Diffraction of electromagnetic radiation refers to various phenomena that occur when a light wave encounters an obstacle or opening.

- Diffraction and interference are phenomena associated with all kinds of waves. Electromagnetic waves are a special case however because of their unique behaviour.
- Diffraction deals with the way light bends around the edges of obstacles into regions that would otherwise be in shadow.
- Interference deals with the way that light behaves during the diffraction process.
- Diffraction can be produced by the edges or by a hole (aperture) in any opaque surface or object.
- Diffraction causes a propagating wave to produce a distinctive pattern as light waves interfere with one another. The resulting pattern becomes visible if diffracted light subsequently strikes a surface.
- Diffraction produces a circular pattern of concentric bands when a narrow beam of light passes through a small circular aperture and then strikes a flat surface.

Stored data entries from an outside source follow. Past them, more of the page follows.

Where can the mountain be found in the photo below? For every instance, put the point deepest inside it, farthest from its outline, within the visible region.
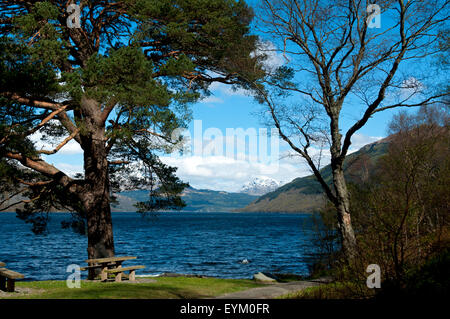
(304, 194)
(260, 186)
(197, 200)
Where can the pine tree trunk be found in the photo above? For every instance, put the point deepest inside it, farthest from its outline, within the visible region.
(96, 197)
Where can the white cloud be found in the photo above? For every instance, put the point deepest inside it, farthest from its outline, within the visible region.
(274, 59)
(229, 174)
(211, 100)
(71, 148)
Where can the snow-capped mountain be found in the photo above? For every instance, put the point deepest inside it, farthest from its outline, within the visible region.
(260, 186)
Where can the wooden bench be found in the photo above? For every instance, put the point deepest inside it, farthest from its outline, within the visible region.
(119, 271)
(110, 265)
(8, 279)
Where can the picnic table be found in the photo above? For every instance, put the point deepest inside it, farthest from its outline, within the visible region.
(111, 265)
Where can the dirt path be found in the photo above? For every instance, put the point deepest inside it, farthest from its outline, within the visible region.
(272, 290)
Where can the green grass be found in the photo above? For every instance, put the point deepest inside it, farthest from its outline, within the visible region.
(336, 290)
(163, 288)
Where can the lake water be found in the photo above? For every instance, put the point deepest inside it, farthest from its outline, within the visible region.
(210, 244)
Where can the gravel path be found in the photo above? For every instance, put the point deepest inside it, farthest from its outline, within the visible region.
(272, 290)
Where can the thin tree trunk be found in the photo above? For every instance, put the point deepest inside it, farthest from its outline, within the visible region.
(343, 213)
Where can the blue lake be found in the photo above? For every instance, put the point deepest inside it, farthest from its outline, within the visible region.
(210, 244)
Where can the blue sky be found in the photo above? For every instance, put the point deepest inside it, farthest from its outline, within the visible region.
(228, 109)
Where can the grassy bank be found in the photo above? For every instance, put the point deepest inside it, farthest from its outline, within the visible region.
(156, 288)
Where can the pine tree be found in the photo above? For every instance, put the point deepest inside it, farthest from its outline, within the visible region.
(118, 84)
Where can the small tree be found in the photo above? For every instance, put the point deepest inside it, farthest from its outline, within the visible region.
(337, 61)
(401, 214)
(118, 84)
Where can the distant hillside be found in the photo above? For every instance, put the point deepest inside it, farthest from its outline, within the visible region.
(197, 200)
(260, 186)
(304, 194)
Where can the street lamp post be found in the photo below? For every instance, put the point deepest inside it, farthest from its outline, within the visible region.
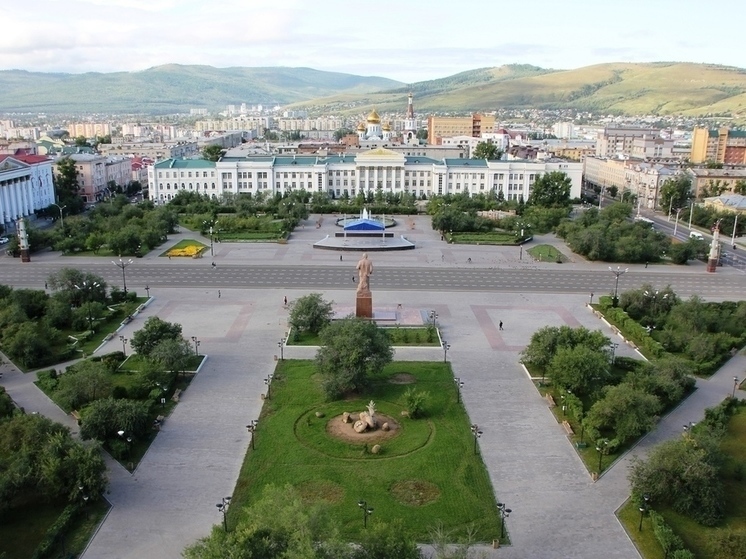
(252, 429)
(618, 272)
(123, 264)
(62, 223)
(88, 288)
(223, 507)
(643, 509)
(477, 432)
(504, 513)
(446, 347)
(367, 511)
(459, 386)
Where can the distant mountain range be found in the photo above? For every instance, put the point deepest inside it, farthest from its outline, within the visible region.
(620, 88)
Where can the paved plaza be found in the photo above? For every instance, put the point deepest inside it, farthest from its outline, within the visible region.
(558, 511)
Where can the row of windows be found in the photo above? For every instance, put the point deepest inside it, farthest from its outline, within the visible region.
(188, 174)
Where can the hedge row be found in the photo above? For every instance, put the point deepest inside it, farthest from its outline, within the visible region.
(630, 329)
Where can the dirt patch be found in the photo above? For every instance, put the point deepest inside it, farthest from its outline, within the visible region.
(403, 378)
(313, 491)
(341, 430)
(415, 492)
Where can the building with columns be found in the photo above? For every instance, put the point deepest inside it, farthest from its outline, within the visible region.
(25, 186)
(367, 171)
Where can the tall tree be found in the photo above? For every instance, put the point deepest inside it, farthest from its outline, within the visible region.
(352, 351)
(551, 190)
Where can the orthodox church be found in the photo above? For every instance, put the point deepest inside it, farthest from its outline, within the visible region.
(371, 130)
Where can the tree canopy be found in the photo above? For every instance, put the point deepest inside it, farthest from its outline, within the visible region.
(551, 190)
(352, 351)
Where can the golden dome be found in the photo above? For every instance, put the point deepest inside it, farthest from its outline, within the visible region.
(373, 117)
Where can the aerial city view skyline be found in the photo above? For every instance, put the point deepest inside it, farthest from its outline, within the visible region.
(406, 280)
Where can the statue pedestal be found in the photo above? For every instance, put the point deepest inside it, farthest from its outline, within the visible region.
(364, 305)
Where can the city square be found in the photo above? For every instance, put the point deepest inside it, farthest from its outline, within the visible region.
(558, 510)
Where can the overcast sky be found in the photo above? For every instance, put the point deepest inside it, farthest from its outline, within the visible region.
(406, 40)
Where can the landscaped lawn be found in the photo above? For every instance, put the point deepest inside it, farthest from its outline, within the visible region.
(488, 238)
(547, 253)
(188, 248)
(426, 474)
(399, 337)
(22, 531)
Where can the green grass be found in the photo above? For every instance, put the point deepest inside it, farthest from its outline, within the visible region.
(489, 238)
(547, 253)
(435, 453)
(644, 540)
(399, 337)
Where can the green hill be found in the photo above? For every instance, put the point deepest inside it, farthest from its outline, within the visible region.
(173, 88)
(621, 88)
(652, 88)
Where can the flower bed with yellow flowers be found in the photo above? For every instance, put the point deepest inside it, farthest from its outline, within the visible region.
(190, 251)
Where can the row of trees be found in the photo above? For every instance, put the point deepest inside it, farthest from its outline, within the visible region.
(39, 460)
(608, 235)
(703, 333)
(352, 351)
(613, 398)
(34, 325)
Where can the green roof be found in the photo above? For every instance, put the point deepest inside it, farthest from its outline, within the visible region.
(475, 163)
(185, 164)
(415, 159)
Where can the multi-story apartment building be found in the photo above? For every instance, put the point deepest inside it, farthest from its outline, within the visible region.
(720, 146)
(89, 129)
(705, 181)
(439, 127)
(642, 178)
(157, 151)
(618, 142)
(367, 171)
(25, 186)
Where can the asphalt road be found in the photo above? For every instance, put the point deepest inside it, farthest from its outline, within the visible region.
(598, 281)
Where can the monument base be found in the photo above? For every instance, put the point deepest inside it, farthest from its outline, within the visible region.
(364, 306)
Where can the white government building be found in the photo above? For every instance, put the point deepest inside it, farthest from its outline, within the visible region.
(362, 172)
(25, 186)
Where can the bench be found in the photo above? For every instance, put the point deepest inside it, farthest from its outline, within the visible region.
(568, 427)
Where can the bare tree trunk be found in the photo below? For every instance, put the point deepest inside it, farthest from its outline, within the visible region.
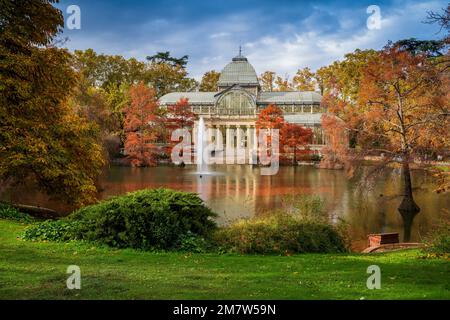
(294, 159)
(408, 208)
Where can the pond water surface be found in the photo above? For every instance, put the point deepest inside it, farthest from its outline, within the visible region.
(240, 191)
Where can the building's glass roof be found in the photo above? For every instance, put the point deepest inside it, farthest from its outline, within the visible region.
(239, 71)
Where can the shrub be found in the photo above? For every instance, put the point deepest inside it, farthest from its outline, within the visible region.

- In classical physics, an explanation of the diffraction of electromagnetic waves treats each point at which a propagating wavefront encounters the edge of an obstacle as a site at which a new spherical wavelet supersedes the original waveform.
- Separate spherical wavelets bend independently of one other beyond the site at which an obstacle is encountered. However, interference between them alters the way they bend and the distance they must travel before striking a surface.
- Explanations that describe the process of diffraction and interference patterns belong to Wave Theory and are the result of more than two centuries of study in the field of optics.

- In modern quantum mechanics, diffusion is explained by referring to the
*wave function*and*probability distribution*of each photon of light as it encounters the corner of an obstacle or the edge of an aperture. - Wave functions and probability distributions are part of mathematical formulations of the outcomes of all possible measurements of a photon’s behaviour in the course of diffraction.